Carlisle Floyd fireside chat provides some insight for outsiders

This past Saturday, the Tulsa Opera hosted “An Evening With Carlisle Floyd” at TU’s Lorton Performance Center. Floyd is hailed as the “Father of Modern Opera” and is well known for works such as “Susannah” and an operatic version of “Of Mice and Men.”

“Of Mice and Men” was featured at the Tulsa Opera this weekend, so Floyd’s appearance at the LPC was particularly poignant for local opera fans.

“An Evening With Carlisle Floyd” consisted of a classic fireside chat setup, with two plush chairs placed side-by-side onstage. One was intended for Floyd himself, while the other was occupied by Rich Fisher, General Manager of Public Radio Tulsa and the evening’s moderator.

I must confess that, having no background knowledge about American opera, I had little understanding of Mr. Floyd’s contributions to the field.

For this reason, I was a little taken aback when he walked onstage and was almost immediately greeted with a standing ovation. Whether this was due to the effects of his works or just the affections of over-zealous opera lovers I can’t say for sure, but it certainly struck me as notable.

Fisher moderated the conversation in a conversational, friendly way while still keeping pace with a series of well-placed questions about Floyd’s work, his background, his composing methods and the inspirations that led to some of his greatest works.

While Floyd is an adept storyteller and engaging speaker, I did find that the conversation was a bit dry at first simply because it was (unsurprisingly) directed at those who already had a fairly extensive knowledge of his life and works.
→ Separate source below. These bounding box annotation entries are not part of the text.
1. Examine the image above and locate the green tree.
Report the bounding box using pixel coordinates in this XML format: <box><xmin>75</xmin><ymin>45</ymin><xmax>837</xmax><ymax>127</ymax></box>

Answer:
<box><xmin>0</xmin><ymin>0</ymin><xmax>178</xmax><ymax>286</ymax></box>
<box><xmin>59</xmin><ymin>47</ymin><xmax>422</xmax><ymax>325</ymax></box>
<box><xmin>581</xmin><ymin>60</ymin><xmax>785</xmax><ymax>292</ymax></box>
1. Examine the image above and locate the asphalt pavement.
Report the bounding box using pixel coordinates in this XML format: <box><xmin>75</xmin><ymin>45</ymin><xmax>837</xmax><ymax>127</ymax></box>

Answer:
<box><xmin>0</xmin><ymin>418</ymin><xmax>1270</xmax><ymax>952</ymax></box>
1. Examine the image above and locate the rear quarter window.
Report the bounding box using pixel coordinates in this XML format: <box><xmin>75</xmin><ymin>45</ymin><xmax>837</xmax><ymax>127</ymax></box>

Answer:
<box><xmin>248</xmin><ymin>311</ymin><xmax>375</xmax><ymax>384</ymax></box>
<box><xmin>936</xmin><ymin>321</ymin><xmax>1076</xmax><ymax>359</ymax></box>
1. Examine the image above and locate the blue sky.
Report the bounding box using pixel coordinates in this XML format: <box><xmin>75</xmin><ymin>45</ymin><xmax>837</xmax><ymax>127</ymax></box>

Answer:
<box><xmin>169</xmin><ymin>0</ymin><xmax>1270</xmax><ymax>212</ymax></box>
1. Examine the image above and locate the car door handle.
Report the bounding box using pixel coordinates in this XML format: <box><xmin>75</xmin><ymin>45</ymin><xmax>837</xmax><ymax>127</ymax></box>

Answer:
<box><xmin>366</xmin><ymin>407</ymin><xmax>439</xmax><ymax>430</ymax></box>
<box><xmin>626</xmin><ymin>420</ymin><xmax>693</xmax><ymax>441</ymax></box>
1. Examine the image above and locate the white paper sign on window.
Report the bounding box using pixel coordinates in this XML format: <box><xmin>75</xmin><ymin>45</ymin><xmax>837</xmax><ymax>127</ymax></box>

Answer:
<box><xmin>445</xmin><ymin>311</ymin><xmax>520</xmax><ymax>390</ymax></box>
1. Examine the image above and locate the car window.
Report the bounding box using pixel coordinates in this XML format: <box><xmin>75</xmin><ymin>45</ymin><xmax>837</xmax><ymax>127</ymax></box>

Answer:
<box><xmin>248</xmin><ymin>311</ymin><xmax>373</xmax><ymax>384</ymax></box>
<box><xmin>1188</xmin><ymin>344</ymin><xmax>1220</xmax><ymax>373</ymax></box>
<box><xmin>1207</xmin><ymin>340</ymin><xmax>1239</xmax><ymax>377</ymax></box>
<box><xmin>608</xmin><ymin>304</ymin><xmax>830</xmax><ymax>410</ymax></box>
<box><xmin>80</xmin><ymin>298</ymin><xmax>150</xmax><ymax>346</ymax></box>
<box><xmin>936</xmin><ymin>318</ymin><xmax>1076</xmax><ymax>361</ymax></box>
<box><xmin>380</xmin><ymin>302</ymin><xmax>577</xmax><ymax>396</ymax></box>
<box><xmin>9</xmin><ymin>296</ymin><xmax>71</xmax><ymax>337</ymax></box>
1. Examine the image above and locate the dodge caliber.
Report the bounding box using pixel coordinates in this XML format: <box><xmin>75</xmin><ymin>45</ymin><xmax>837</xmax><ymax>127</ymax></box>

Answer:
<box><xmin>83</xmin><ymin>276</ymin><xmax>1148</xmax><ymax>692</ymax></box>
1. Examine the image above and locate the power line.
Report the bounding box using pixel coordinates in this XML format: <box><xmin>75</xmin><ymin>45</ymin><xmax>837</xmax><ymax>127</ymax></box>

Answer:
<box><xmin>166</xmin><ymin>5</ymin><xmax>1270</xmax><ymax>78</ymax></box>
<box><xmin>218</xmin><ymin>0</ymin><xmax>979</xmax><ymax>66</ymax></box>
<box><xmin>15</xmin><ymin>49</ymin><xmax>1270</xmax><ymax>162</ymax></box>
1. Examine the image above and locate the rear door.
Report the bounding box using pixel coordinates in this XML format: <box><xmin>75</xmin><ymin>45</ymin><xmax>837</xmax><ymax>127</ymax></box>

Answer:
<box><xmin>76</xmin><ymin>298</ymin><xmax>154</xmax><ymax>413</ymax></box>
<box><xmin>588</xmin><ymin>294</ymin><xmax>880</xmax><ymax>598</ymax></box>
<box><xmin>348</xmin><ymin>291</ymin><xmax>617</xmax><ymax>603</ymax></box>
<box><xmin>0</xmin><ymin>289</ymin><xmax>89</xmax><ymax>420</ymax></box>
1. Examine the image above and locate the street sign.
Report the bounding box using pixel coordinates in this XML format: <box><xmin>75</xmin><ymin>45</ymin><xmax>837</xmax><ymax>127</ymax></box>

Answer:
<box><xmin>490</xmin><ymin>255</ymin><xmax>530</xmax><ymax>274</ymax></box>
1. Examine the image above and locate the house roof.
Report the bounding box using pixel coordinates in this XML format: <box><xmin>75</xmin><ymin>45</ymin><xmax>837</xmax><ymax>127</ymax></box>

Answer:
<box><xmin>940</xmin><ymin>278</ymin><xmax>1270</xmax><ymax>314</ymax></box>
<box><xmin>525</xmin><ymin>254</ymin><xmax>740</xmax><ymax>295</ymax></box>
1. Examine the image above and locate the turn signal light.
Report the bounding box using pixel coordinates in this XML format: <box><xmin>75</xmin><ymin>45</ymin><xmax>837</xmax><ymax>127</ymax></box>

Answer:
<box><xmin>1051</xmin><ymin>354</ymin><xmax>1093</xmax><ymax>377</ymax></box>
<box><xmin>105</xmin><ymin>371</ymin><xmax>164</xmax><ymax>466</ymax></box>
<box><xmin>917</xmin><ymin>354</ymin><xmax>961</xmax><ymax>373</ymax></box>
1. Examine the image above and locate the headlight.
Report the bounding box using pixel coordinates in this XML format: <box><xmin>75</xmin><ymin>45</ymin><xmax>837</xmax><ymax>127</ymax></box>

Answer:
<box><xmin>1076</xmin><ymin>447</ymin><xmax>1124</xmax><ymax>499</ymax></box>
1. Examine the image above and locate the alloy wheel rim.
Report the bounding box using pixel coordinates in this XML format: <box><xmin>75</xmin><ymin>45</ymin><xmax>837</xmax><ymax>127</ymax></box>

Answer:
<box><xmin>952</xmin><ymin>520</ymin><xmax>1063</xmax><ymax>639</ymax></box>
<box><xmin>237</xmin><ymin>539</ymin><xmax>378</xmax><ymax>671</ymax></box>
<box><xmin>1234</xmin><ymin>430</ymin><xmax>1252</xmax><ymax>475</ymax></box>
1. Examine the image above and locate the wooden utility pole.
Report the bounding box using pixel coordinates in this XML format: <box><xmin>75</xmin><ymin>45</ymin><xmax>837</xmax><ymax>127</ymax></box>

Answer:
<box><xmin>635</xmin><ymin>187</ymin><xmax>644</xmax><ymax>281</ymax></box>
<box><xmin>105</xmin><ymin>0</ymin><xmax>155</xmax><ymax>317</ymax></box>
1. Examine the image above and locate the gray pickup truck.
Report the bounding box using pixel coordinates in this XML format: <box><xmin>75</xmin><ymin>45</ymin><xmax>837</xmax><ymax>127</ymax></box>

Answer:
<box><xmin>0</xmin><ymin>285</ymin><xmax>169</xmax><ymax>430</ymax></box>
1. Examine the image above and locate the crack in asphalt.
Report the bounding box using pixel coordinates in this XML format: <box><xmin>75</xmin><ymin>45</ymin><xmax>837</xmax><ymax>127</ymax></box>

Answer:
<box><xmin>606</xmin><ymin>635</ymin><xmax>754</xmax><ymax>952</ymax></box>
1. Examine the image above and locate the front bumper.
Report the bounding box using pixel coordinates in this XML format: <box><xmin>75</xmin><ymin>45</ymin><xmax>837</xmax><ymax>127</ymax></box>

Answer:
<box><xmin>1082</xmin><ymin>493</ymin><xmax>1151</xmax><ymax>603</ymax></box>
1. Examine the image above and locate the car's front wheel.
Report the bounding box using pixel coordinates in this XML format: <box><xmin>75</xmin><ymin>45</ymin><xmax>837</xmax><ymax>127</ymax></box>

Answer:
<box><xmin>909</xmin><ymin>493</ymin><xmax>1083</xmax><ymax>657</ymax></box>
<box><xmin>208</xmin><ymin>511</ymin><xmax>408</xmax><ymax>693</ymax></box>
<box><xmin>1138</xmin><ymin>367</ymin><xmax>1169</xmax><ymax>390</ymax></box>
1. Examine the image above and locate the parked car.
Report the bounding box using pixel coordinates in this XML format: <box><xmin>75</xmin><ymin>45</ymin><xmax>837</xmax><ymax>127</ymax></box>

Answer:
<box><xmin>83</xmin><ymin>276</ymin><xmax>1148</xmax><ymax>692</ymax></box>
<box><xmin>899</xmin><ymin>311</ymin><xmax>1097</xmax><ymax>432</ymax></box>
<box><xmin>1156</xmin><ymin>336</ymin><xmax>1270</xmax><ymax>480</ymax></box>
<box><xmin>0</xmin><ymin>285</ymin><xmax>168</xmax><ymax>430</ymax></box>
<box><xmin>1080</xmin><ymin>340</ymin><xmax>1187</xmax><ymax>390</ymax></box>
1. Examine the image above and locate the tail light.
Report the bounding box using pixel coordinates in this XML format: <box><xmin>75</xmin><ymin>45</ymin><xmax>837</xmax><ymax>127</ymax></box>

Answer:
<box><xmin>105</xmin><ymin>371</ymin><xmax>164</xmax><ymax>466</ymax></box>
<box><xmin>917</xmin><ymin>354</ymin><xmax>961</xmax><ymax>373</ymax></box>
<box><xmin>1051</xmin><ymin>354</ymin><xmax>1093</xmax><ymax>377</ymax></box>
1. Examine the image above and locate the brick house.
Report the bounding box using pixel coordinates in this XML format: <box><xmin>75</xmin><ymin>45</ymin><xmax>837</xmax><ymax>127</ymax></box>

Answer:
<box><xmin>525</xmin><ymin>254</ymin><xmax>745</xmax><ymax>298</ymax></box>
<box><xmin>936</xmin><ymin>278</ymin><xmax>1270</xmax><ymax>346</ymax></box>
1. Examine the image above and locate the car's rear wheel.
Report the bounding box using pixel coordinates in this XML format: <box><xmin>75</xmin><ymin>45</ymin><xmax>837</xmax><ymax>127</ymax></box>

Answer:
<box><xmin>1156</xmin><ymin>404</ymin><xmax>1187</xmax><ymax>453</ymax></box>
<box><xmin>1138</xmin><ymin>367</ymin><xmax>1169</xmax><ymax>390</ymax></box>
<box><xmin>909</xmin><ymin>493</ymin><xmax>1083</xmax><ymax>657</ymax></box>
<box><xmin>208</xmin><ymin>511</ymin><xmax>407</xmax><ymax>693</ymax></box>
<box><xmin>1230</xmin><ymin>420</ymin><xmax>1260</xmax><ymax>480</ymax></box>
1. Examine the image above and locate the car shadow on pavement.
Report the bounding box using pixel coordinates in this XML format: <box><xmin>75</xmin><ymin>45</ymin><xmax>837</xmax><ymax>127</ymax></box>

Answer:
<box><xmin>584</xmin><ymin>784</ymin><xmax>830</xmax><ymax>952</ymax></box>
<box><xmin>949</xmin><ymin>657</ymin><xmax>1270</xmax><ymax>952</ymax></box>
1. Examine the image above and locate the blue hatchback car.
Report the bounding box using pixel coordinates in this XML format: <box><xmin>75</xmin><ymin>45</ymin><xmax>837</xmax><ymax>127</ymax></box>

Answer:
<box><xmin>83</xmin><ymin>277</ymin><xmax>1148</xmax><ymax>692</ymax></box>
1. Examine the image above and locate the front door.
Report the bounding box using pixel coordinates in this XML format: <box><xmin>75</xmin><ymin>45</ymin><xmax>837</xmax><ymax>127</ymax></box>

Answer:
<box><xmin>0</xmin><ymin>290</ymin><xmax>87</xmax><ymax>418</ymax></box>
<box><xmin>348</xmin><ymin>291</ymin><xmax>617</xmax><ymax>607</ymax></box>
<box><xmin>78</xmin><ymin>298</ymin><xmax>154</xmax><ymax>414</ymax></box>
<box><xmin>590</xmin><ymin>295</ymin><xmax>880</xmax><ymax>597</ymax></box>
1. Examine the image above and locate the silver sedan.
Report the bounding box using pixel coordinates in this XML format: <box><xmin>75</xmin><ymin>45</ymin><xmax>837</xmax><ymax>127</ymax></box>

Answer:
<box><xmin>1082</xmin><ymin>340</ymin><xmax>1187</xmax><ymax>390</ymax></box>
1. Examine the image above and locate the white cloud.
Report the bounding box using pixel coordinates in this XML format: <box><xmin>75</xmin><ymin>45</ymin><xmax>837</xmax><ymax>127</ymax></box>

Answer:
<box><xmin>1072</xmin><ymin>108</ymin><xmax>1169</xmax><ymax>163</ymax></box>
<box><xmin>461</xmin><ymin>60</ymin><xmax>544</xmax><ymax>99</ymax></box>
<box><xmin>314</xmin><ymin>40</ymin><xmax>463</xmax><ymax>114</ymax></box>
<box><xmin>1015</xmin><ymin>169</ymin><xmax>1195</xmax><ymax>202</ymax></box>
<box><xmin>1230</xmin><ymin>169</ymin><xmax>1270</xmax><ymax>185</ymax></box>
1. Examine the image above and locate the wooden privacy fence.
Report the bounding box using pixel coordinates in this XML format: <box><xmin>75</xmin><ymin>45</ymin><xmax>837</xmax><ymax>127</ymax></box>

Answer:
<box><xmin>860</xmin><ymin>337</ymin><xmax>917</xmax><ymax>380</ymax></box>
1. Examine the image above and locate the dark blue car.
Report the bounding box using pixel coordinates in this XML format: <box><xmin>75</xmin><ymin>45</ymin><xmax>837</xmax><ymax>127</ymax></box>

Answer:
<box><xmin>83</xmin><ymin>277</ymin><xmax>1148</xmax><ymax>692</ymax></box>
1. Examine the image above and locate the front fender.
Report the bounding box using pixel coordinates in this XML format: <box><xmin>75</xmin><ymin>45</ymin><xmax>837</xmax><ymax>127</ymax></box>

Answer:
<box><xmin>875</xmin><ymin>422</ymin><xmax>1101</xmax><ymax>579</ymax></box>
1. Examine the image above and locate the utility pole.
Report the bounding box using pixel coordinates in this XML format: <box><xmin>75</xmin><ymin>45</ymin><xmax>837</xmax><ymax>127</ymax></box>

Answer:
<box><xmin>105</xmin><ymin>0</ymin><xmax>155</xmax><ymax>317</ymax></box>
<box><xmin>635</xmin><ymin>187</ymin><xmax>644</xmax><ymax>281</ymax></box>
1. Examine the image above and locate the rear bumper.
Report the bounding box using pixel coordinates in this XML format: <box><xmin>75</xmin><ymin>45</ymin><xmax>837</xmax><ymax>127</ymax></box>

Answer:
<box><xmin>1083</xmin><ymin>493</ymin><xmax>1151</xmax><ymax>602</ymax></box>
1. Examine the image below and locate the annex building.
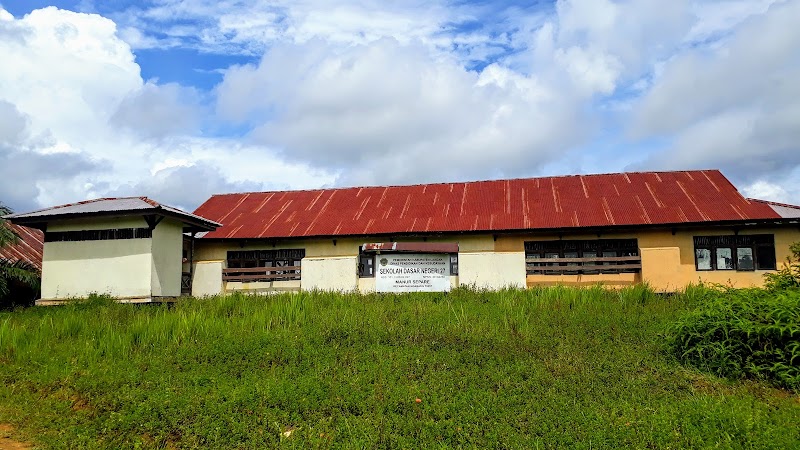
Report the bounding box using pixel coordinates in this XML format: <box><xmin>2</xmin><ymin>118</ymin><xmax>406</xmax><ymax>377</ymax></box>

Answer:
<box><xmin>8</xmin><ymin>170</ymin><xmax>800</xmax><ymax>301</ymax></box>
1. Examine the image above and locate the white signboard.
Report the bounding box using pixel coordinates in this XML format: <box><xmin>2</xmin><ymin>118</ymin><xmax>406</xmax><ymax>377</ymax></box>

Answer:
<box><xmin>375</xmin><ymin>253</ymin><xmax>450</xmax><ymax>292</ymax></box>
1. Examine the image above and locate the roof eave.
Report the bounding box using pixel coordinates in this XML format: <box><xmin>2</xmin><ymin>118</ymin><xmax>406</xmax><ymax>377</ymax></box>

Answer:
<box><xmin>3</xmin><ymin>207</ymin><xmax>222</xmax><ymax>231</ymax></box>
<box><xmin>195</xmin><ymin>218</ymin><xmax>800</xmax><ymax>241</ymax></box>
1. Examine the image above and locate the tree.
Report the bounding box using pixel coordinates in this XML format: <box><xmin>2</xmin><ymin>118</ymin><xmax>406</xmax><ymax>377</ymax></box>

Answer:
<box><xmin>0</xmin><ymin>203</ymin><xmax>40</xmax><ymax>300</ymax></box>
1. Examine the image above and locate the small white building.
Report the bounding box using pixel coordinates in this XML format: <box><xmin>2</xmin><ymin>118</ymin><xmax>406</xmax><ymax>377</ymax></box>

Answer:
<box><xmin>7</xmin><ymin>197</ymin><xmax>220</xmax><ymax>305</ymax></box>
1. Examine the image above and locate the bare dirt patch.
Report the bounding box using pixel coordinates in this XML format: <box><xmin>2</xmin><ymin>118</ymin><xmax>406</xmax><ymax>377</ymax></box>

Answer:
<box><xmin>0</xmin><ymin>423</ymin><xmax>33</xmax><ymax>450</ymax></box>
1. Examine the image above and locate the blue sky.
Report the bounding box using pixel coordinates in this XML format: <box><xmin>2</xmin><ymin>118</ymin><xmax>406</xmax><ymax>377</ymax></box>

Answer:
<box><xmin>0</xmin><ymin>0</ymin><xmax>800</xmax><ymax>210</ymax></box>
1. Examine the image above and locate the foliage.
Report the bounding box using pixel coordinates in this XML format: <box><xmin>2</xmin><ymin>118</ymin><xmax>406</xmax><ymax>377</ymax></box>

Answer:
<box><xmin>668</xmin><ymin>288</ymin><xmax>800</xmax><ymax>390</ymax></box>
<box><xmin>764</xmin><ymin>242</ymin><xmax>800</xmax><ymax>291</ymax></box>
<box><xmin>0</xmin><ymin>203</ymin><xmax>40</xmax><ymax>306</ymax></box>
<box><xmin>0</xmin><ymin>286</ymin><xmax>800</xmax><ymax>449</ymax></box>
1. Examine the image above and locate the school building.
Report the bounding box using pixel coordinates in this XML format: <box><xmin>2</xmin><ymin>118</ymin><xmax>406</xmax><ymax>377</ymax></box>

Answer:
<box><xmin>8</xmin><ymin>170</ymin><xmax>800</xmax><ymax>303</ymax></box>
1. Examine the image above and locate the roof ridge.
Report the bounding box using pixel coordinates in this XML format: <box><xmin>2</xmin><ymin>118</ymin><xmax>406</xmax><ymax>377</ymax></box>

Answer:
<box><xmin>205</xmin><ymin>169</ymin><xmax>721</xmax><ymax>197</ymax></box>
<box><xmin>747</xmin><ymin>197</ymin><xmax>800</xmax><ymax>209</ymax></box>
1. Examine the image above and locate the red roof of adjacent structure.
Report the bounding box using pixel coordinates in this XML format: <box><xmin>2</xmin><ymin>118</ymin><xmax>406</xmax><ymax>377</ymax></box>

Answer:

The purpose of the talk was not to inform but rather to extrapolate on the nuances of Floyd’s work in a personal manner.

Floyd is notable for two outstanding traits in his work: First, his commitment to a unique brand of purely American opera, and second, his tendency to both compose and write the libretto (the words or script) for his operas. Usually, a composer and a librettist will work together to create an opera; Floyd is both.

The discussion became particularly engaging when it was turned toward political and social commentary in his works. Though Floyd stated that he never consciously chose to feature politically controversial themes in his operas, he admits that his works are influenced by the time periods in which they are based.

Born in 1926, Floyd has lived through most major developments in 20th century America, and I thought it was fascinating to hear the voices of poignant American issues in his timeline of works—for example, traces of McCarthyism in “Susannah” and the plight of migrant workers in “Of Mice and Men.”

The evening also featured performances of some of Floyd’s work by the Tulsa Opera Studio and Tulsa Youth Opera.

To be perfectly honest, I’m still not sure what I thought of it—I am by no means an opera expert, but it struck me as very strange compared to the perfectly timed symmetrical grace of classical European opera. Floyd’s music was instead discordant and haunting, with a lilting and almost disconcerting medley of melodies.

In conclusion, “An Evening With Carlisle Floyd” may have meant more to an avid opera fan than it did to myself. That said, it was still an enjoyable experience and an opportunity to learn about one of the most poignant voices in American opera.